127 00:13:58.430 ⇒ 00:13:59.960 Awaish Kumar: Yeah, I’d love to…
128 00:14:00.030 ⇒ 00:14:01.889 Samuel Roberts: Check that and figure that out.
129 00:14:02.410 ⇒ 00:14:06.299 Awaish Kumar: Yeah, we have them in Dexter, so we have pipelines to move.
130 00:14:06.300 ⇒ 00:14:06.710 Samuel Roberts: Okay.
131 00:14:06.710 ⇒ 00:14:13.010 Awaish Kumar: We have pipelines to move GitHub codebase, we have pipelines to move,
132 00:14:13.190 ⇒ 00:14:18.530 Awaish Kumar: google Sheets, so all of them are being moved already to Superbase.
133 00:14:19.150 ⇒ 00:14:28.129 Samuel Roberts: Okay, that’s good to know. Okay, that is helpful then. I’ll try to take a look at that and see what I can find there then. Okay. So then, from this, I now know.
134 00:14:28.130 ⇒ 00:14:37.579 Awaish Kumar: Only thing missing is the connection to the database and actually getting some sample data. That’s not there.
135 00:14:38.620 ⇒ 00:14:45.509 Samuel Roberts: Okay, that’s… okay, great. That actually gives me… okay, that helps a little bit. So then I know the intermediate…
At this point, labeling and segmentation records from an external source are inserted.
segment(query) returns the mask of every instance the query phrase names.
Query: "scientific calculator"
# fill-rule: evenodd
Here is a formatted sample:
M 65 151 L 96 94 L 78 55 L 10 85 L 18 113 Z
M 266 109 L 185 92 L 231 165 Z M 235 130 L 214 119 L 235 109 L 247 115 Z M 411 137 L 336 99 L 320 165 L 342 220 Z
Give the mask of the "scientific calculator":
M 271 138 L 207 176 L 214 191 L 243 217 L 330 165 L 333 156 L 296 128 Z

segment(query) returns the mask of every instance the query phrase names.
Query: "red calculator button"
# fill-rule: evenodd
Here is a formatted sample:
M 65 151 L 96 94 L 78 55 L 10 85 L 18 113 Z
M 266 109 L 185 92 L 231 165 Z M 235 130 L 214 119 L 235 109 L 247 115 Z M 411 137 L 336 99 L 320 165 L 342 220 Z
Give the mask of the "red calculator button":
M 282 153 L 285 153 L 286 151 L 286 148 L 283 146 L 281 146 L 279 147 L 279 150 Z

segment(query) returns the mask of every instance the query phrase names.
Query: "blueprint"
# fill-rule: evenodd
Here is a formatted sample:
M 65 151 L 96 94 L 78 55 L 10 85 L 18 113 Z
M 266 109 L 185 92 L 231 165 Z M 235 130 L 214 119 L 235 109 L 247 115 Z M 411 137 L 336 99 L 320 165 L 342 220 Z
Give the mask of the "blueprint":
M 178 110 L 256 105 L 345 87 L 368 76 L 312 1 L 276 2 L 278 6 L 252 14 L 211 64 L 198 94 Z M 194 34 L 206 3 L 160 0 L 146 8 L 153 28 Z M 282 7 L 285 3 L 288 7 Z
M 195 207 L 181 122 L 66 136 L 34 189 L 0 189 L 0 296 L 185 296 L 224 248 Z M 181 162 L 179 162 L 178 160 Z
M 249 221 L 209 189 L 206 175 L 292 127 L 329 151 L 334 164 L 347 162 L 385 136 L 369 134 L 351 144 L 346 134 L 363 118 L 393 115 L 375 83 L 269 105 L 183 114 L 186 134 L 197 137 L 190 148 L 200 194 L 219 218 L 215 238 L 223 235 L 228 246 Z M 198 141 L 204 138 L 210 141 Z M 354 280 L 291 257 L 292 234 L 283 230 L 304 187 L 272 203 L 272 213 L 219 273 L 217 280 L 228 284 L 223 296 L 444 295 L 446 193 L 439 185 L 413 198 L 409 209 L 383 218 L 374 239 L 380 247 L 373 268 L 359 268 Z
136 00:14:47.240 ⇒ 00:14:53.899 Samuel Roberts: parts are good for context there, and then the superbase has more business logic, or business information, I should say.
137 00:14:54.000 ⇒ 00:14:55.110 Samuel Roberts: And then…
138 00:14:56.040 ⇒ 00:15:03.089 Samuel Roberts: sample data is then. Okay, great. Alright, that actually helps a lot. I think… I think I have some place to run with this, then, for now.
139 00:15:04.690 ⇒ 00:15:08.710 Samuel Roberts: Okay, is there anything else I should know that I didn’t know before?
140 00:15:09.180 ⇒ 00:15:11.479 Awaish Kumar: Nope, I think that’s all.
141 00:15:11.990 ⇒ 00:15:18.640 Demilade Agboola: Also, another thing I can do is I can send you sample questions that we get asked by stakeholders.
142 00:15:18.640 ⇒ 00:15:25.690 Samuel Roberts: Perfect. That’d be great, yes, because I’m just… I’m going off just kind of generic ones now, but yeah, more specific ones would be very helpful.
143 00:15:26.650 ⇒ 00:15:35.770 Awaish Kumar: We have Notion knowledge sharing docs, and we can add them, all those questions, and even if we have the answers, we can just paste them there.
144 00:15:36.460 ⇒ 00:15:40.470 Samuel Roberts: Okay, yeah, that’d be great. Yeah, if you could do that, I would really appreciate that, and that will help me a lot.
145 00:15:40.730 ⇒ 00:15:41.770 Samuel Roberts: Working on this.
146 00:15:43.010 ⇒ 00:16:02.030 Samuel Roberts: All right. I think that’s all I’ve got right now, then. I’ll probably, if I need to, I’ll just ping you guys on Slack or something if I’m running into anything else, but I appreciate the time. Definitely, will keep an eye out for those questions, because that will help me test something more specific than just generic things, and then I’ll dig into some of that Superbase stuff and find what I can find.
147 00:16:03.180 ⇒ 00:16:03.800 Awaish Kumar: Cool.
148 00:16:03.800 ⇒ 00:16:04.320 Demilade Agboola: Okay.
149 00:16:04.320 ⇒ 00:16:05.560 Awaish Kumar: Alright.
150 00:16:05.870 ⇒ 00:16:07.010 Demilade Agboola: Oscar, thank you.
151 00:16:07.010 ⇒ 00:16:08.550 Samuel Roberts: Thank you all, yep, bye.
152 00:16:08.550 ⇒ 00:16:09.230 Demilade Agboola: Bye.